In particular, these modification techniques tend to produce
mechanical or "buzzy" sounding speech, especially, when the
difference between the required prosody and the recorded one is
large.
[0011] Thus, it would be desirable to be able to select a stored
unit that provides good prosody without modification or only with
minimal modification.
[0012] However, because of memory limitations, samples cannot be
stored for all of the possible prosodic contexts in which a speech
unit may be used. Instead, a limited set of samples must be
selected for storage. Because of this, the performance of a system
that uses stored samples with limited prosody modification is
dependent on what samples are stored.
[0013] US patent application publication No. 2004/0148171, assigned
to Microsoft, suggests dealing with this problem by recording a
very large corpus, for instance, a corpus containing about 97
million Chinese Characters, and selecting from this corpus a
limited set of sentences, identified to include the most necessary
`context vectors`. Only speech samples from the selected units are
stored.
[0014] U.S. Pat. No. 6,829,581 discloses synthesizing speech by a
synthesizer based on prosody prediction rules, and then asking a
reader to imitate the synthesized speech. The reader is asked to
preserve the nuance of the utterance as spoken by the synthesizer
and to follow the location of the peaks and dips in the intonation
while trying to still sound natural. The speaker sees the text of
the sentence, hears it synthesized two to three times, and records
it. Speech segments taken from speech recorded in this way are
concatentated to synthesize speech of other sentences. The method
is described in the patent as circumventing the need to concatenate
dissimilar speech units to each other.
[0015] U.S. Pat. No. 5,915,237 discloses a speech encoding system
for encoding a digitized speech signal into a standard digital
format, such as MIDI.
[0016] US Patent Application Publication No. 2006/0069567 describe
TTS systems based on voice-files, comprising speech samples taken
from words spoken by a particular speaker. In one example, the
speaker reads the words from a pronunciation dictionary.
GLOSSARY
[0017] The following terms will be used throughout the description
and claims and should be understood in accordance with the
invention to mean as follows:
[0018] A speech segment--a sequence of phonemes comprising a
central phoneme pronounced by a human in a specific phonemic
context and with specific musical parameters. The number of
preceding phonemes is not necessarily equal to the number of the
following phonemes, so the central phoneme is not necessarily
exactly in the center of a speech segment. In an exemplary
embodiment of the invention, a speech segment has a central
phoneme, one half-phoneme preceding it and one half-phoneme
following it. Such speech segment is known in the art as a
triphone.
[0019] A speech sample--a recording of a speech segment, associated
with indicators that are indicative of the central phoneme, the
phonemic context in which it was spoken, and the musical parameters
characterizing the recorded pronunciation of the central
phoneme.
[0020] Phonemic context is the speech segment absent the central
phoneme. The phonemic context includes at least one half phoneme
preceding the central phoneme and at least one half phoneme
following the central phoneme.
[0021] Musical parameter of a central phoneme is defined by at
least two variables characterizing the pronunciation of the central
phoneme. Optionally, these parameters comprise two or more of a
pitch curve, pitch perception, duration and volume.

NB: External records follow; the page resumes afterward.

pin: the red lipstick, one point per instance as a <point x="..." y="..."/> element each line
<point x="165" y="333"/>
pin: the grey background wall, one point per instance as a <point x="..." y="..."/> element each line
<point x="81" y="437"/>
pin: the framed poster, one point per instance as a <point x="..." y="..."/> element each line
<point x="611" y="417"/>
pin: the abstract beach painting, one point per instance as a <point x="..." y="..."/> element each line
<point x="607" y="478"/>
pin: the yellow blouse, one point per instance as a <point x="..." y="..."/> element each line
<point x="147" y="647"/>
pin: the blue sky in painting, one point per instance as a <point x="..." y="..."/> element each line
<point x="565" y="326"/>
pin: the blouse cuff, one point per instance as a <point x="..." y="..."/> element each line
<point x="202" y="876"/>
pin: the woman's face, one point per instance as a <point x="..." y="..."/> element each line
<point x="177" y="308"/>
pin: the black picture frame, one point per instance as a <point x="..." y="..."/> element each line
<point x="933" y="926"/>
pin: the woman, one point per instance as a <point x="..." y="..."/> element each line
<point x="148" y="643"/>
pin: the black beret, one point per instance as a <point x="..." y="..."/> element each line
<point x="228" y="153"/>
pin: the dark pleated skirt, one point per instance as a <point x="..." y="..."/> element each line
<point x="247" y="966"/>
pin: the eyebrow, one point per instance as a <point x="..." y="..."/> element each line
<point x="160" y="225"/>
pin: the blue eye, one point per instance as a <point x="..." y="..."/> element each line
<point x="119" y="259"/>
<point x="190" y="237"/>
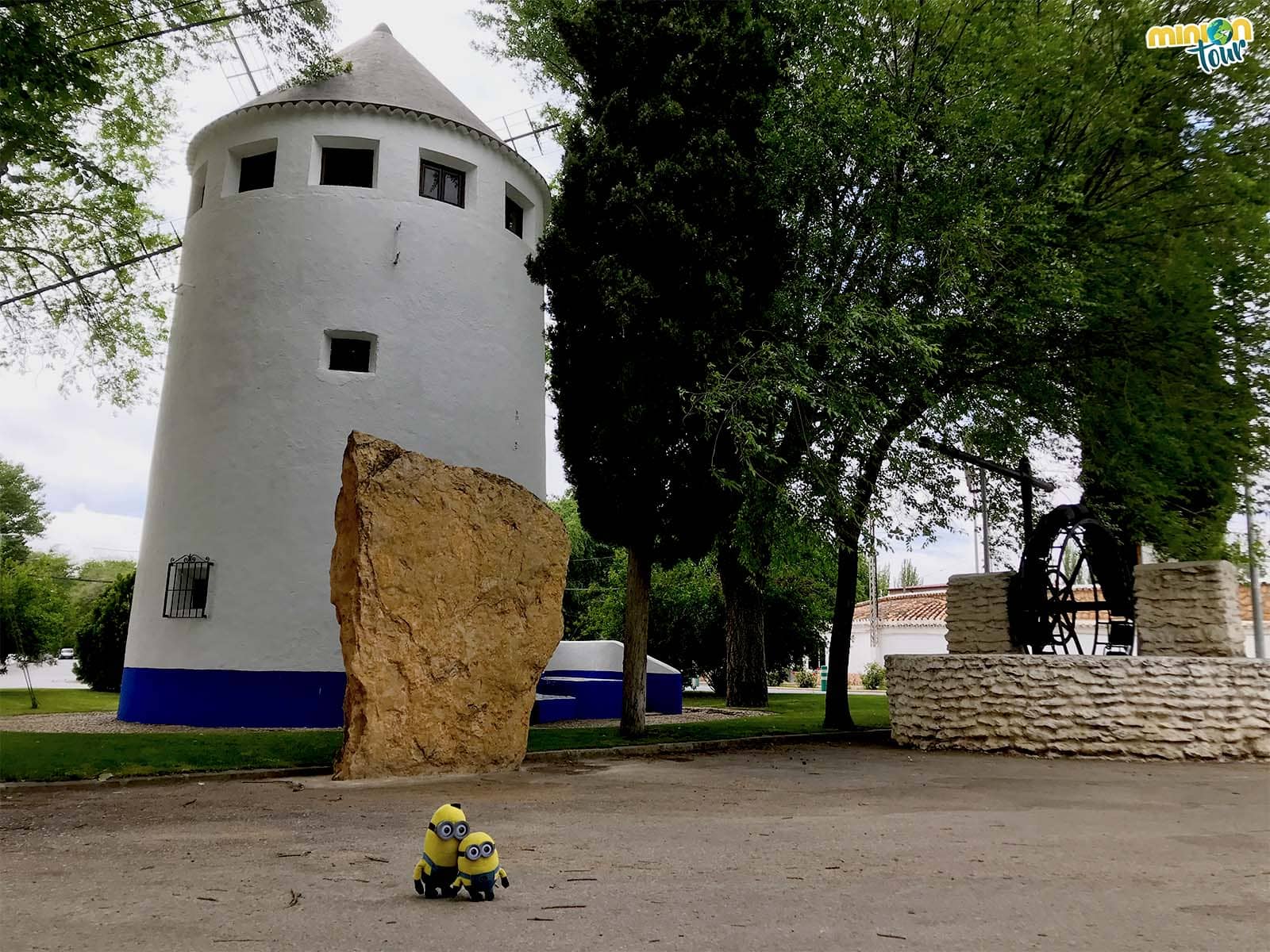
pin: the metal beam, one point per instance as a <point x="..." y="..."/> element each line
<point x="954" y="454"/>
<point x="78" y="278"/>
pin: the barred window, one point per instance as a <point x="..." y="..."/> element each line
<point x="514" y="217"/>
<point x="186" y="596"/>
<point x="442" y="183"/>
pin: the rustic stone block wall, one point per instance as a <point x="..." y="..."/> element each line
<point x="1081" y="704"/>
<point x="978" y="619"/>
<point x="1187" y="608"/>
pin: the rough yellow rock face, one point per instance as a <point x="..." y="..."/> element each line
<point x="448" y="583"/>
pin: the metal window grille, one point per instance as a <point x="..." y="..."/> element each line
<point x="514" y="216"/>
<point x="442" y="183"/>
<point x="186" y="596"/>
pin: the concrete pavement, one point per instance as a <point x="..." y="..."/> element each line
<point x="813" y="847"/>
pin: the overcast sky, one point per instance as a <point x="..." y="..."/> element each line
<point x="94" y="461"/>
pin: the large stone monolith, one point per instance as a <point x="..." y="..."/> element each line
<point x="448" y="584"/>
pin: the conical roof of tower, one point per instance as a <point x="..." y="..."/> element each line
<point x="384" y="74"/>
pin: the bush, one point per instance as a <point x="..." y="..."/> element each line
<point x="101" y="640"/>
<point x="718" y="681"/>
<point x="874" y="677"/>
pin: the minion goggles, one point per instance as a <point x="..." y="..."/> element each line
<point x="450" y="831"/>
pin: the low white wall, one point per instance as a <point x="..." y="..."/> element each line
<point x="1157" y="708"/>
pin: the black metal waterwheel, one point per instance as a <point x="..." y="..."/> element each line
<point x="1068" y="546"/>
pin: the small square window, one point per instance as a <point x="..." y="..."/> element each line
<point x="442" y="183"/>
<point x="186" y="596"/>
<point x="514" y="216"/>
<point x="348" y="167"/>
<point x="351" y="355"/>
<point x="257" y="171"/>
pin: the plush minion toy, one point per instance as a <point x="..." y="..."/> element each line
<point x="478" y="867"/>
<point x="437" y="867"/>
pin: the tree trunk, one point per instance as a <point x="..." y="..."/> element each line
<point x="837" y="711"/>
<point x="743" y="616"/>
<point x="639" y="582"/>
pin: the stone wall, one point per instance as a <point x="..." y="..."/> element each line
<point x="1187" y="608"/>
<point x="978" y="619"/>
<point x="1094" y="706"/>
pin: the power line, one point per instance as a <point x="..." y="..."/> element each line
<point x="78" y="278"/>
<point x="211" y="22"/>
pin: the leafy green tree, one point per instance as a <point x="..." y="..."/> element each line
<point x="102" y="638"/>
<point x="687" y="621"/>
<point x="908" y="575"/>
<point x="22" y="512"/>
<point x="35" y="612"/>
<point x="972" y="202"/>
<point x="657" y="259"/>
<point x="84" y="107"/>
<point x="588" y="566"/>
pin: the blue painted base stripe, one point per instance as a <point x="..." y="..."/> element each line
<point x="229" y="698"/>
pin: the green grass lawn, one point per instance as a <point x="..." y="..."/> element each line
<point x="791" y="714"/>
<point x="60" y="757"/>
<point x="55" y="757"/>
<point x="14" y="701"/>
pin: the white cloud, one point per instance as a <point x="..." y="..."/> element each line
<point x="84" y="533"/>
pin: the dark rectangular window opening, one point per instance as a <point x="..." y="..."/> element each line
<point x="186" y="596"/>
<point x="348" y="167"/>
<point x="442" y="183"/>
<point x="514" y="217"/>
<point x="257" y="171"/>
<point x="351" y="355"/>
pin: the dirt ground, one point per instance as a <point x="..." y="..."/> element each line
<point x="826" y="847"/>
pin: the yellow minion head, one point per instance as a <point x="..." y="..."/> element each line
<point x="448" y="827"/>
<point x="478" y="854"/>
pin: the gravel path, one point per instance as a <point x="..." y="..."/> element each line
<point x="691" y="715"/>
<point x="106" y="723"/>
<point x="817" y="847"/>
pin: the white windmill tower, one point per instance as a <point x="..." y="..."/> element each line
<point x="353" y="259"/>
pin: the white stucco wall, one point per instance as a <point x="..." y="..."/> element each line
<point x="252" y="427"/>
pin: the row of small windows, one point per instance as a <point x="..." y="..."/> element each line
<point x="355" y="168"/>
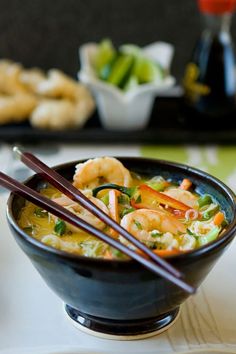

[0022] Musical index--a discrete musical parameter indicator,
indicative of a range, within which a musical parameter of a
central phoneme is pronounced. In an exemplary embodiment of the
invention, a speech sample has at least two musical indexes, and
each musical index optionally has a limited number of discrete
allowed values. This way, recordings having slightly different
pitches, for instance, may all be indexed with pitch index of the
same value, say, "high pitch". By this, the infinite variety of
human expression may be quantized to a limited number of musical
parameters.
[0023] If a phoneme pronounced in a specific value of a musical
parameter within the range indicated by the index is required for
generating speech from a given text, the phoneme may be provided by
processing a recording of the same phoneme and the appropriate
musical index with digital signal processing (DSP). Optionally, the
indexed ranges are narrow enough such that DSP required for taking
a recording from its original value to any other value within the
indexed range does not result in noticeable degradation of the
audio quality of the sound.
[0024] Musical vector--the `tone` in which a phoneme, indexed with
musical indexes of given values, is pronounced, regardless of the
identity of the phoneme and its phonemic context. For instance, in
an embodiment of the invention, all phonemes pronounced with high
pitch perception, flat pitch curve, long duration, and low volume
have the same musical vector, while phonemes pronounced with low
pitch perception, flat pitch curve, long duration, and low volume
have another musical vector. The musical vector may be denoted by a
vector of the musical indexes.
SUMMARY
[0025] An aspect of some embodiments of the invention relates to a
method for obtaining a speech samples library.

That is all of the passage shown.